Não sei, não sabe ninguém que força nos anima em determinadas circunstâncias. A verdade é que move e impulsiona os nossos instintos, obriga-nos a cumprir deveres e a gozar direitos e alegrias. Com ela defendemo-nos e sobrevivemos. Sentimo-la ao de leve ou a encorpar-se quando a reação assim o exige. É um processo interno, individual, que nos remexe e incomoda até lhe franquearmos saídas para se libertar. É incontrolável. A vida vai-se desenrolando larga, promissora, mas também profusa em obstáculos. E nós, porque a vida tem muita força, com essa força os vamos arredando e ultrapassando.

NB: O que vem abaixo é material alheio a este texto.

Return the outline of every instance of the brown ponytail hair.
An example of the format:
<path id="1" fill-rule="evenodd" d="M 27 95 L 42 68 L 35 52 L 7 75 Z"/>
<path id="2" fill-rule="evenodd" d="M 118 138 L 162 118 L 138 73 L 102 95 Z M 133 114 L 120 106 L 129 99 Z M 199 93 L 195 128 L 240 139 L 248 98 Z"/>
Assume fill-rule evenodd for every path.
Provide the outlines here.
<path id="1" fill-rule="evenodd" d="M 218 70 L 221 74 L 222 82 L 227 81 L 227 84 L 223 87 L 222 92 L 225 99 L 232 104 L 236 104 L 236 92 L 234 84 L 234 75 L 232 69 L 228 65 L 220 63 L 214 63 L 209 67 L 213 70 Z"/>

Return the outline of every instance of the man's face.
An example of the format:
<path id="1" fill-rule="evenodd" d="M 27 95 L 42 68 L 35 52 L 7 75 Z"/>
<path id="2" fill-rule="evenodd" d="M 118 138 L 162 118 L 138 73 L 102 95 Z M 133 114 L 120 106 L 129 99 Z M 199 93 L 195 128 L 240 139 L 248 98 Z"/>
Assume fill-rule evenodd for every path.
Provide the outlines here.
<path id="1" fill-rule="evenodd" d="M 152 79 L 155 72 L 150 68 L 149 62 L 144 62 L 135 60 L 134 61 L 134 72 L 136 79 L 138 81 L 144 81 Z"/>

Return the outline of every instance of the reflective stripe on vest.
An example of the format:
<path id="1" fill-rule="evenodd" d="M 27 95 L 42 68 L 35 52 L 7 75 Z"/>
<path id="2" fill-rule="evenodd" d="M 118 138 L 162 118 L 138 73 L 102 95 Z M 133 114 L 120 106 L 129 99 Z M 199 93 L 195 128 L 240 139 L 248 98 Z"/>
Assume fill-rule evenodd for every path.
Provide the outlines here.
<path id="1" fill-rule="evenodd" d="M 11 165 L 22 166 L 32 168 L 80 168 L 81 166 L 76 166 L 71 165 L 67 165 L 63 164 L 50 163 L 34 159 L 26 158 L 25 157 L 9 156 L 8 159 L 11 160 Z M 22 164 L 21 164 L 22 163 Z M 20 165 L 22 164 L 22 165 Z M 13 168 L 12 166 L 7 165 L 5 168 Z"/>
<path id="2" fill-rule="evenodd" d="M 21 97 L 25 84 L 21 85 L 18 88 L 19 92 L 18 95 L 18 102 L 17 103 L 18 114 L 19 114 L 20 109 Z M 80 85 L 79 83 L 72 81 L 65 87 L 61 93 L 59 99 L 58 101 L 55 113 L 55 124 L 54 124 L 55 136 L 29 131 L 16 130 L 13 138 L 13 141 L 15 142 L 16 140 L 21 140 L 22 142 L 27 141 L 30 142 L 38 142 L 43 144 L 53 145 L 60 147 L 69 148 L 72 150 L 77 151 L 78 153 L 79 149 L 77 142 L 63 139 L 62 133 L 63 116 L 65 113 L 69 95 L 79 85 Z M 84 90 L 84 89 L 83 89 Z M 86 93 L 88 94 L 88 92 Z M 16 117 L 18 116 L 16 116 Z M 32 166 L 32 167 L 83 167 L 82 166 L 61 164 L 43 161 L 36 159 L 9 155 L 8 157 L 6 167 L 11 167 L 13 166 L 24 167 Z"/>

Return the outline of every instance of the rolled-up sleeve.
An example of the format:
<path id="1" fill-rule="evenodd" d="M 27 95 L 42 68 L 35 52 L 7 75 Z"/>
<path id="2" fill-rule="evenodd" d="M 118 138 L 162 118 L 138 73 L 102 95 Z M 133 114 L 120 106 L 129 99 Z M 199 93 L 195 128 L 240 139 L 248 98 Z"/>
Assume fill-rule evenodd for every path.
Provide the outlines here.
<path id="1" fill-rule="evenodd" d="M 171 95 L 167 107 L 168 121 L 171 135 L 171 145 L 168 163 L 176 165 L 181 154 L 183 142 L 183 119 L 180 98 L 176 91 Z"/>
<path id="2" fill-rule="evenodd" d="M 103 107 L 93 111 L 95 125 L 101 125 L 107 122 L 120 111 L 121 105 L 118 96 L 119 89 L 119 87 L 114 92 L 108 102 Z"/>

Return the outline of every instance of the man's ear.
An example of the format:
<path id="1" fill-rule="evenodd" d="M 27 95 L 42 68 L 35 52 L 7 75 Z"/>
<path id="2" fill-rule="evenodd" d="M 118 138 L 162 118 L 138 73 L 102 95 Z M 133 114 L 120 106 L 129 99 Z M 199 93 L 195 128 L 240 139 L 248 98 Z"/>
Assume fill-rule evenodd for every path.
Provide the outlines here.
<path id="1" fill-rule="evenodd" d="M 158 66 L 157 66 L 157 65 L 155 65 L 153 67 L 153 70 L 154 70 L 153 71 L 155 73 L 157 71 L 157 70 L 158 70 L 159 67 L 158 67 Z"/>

Acordamos e a única coisa que nos apetece é ficar deitados sem ver, ouvir ou falar. Esquecer que o mundo fervilha e nós temos que acompanhar esse movimento. Fixamo-nos no vazio, não queremos fazer nada e não sentimos vontade de contrariar esta apatia, esperamos que algo aconteça e nos anime. De repente, como que movidos por uma mola, saltamos da cama, esquecemos as razões da inércia que nos tomou ao acordar.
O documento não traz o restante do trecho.